A nomogram was constructed based on the final multivariable logistic regression model to visualize the prediction tool. The model’s performance was evaluated in both cohorts. Discrimination was assessed by the area under the receiver operating characteristic curve (AUC). Calibration was evaluated using calibration curves with bootstrap resampling (1000 repetitions) to compare predicted probabilities against observed outcomes. Clinical utility was assessed using decision curve analysis (DCA), which quantifies the net benefit across different threshold probabilities. A two-tailed P-value < 0.05 was considered statistically significant. All statistical analyses were performed using R software (version 4.2.2; R Foundation for Statistical Computing) with packages including glmnet, rms, pROC, and rmda.

Results

Patient Characteristics

According to the inclusion and exclusion criteria, a total of 1199 patients who underwent laparoscopic hysterectomy were included in this study. The entire cohort was randomly divided into a training cohort (n = 839, 70%) for model development and an internal validation cohort (n = 360, 30%) for model evaluation.

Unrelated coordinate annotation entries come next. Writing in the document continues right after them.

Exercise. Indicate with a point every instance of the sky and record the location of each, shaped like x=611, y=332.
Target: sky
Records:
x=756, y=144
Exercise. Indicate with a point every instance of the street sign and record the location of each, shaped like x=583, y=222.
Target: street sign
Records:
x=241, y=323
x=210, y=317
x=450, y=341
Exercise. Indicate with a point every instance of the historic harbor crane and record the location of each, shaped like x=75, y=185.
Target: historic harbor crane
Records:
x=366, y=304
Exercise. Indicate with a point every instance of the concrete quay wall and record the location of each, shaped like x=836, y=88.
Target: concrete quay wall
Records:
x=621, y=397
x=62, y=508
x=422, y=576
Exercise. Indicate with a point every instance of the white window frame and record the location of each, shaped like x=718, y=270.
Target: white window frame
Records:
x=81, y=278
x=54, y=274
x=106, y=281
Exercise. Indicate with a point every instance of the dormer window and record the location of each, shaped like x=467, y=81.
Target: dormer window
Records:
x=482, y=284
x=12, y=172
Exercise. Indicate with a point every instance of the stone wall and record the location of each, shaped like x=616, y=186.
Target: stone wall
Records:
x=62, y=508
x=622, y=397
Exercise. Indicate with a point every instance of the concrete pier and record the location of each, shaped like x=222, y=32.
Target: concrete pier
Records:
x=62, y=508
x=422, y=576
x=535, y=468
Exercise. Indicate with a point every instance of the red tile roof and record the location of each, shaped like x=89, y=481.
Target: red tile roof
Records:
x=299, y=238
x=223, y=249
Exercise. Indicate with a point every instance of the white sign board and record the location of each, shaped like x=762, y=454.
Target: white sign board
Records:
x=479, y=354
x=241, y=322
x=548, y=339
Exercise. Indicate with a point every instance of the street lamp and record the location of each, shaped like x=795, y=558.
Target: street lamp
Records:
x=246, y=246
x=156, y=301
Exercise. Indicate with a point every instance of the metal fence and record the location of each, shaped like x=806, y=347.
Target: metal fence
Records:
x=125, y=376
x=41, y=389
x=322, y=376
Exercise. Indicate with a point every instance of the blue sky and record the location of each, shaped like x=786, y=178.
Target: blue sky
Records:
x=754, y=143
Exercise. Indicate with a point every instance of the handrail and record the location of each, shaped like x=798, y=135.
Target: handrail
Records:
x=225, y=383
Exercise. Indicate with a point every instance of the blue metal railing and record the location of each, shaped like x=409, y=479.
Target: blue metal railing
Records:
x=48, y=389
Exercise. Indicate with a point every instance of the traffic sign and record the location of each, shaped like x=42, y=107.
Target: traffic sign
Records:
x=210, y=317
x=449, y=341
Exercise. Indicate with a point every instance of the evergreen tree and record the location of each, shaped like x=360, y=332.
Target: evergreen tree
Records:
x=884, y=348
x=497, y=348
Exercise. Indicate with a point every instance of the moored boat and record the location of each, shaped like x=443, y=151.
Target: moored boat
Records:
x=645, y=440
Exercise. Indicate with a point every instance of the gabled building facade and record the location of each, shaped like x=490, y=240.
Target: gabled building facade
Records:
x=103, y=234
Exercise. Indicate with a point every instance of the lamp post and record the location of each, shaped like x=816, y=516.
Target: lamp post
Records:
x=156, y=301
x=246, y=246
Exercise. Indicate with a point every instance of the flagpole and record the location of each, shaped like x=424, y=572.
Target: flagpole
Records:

The baseline demographic and clinical characteristics of both cohorts are summarized in Table 1. The mean age of the patients was 43 ± 9 years in both groups (P = 0.569). Anthropometric and vital sign measures, including height, BMI, body temperature, heart rate, respiratory rate, and blood pressure, were well-balanced between the two cohorts with no statistically significant differences (all P > 0.05). A statistically significant but clinically modest difference was noted in surgical duration, which was slightly longer in the validation cohort (2.42 ± 0.92 hours) compared to the training cohort (2.28 ± 0.98 hours; P = 0.022). Intraoperative management parameters, including the use of vasoactive drugs, volumes of crystalline and colloidal fluid administration, total infusion quantity, urine output, and amount of bleeding, were consistent across both cohorts (all P > 0.05). Hematologic parameters (HCT, HGB, RBC) showed minor but statistically significant differences, while the inflammatory indices of interest—NLR, PLR, and SII—did not differ significantly between the training and validation cohorts (P = 0.527, 0.708, and 0.735, respectively). The overall balance of baseline variables supports the validity of the subsequent model development and internal validation. Detailed baseline characteristics stratified by postoperative CRP elevation status within each cohort are provided in Supplementary Table 1.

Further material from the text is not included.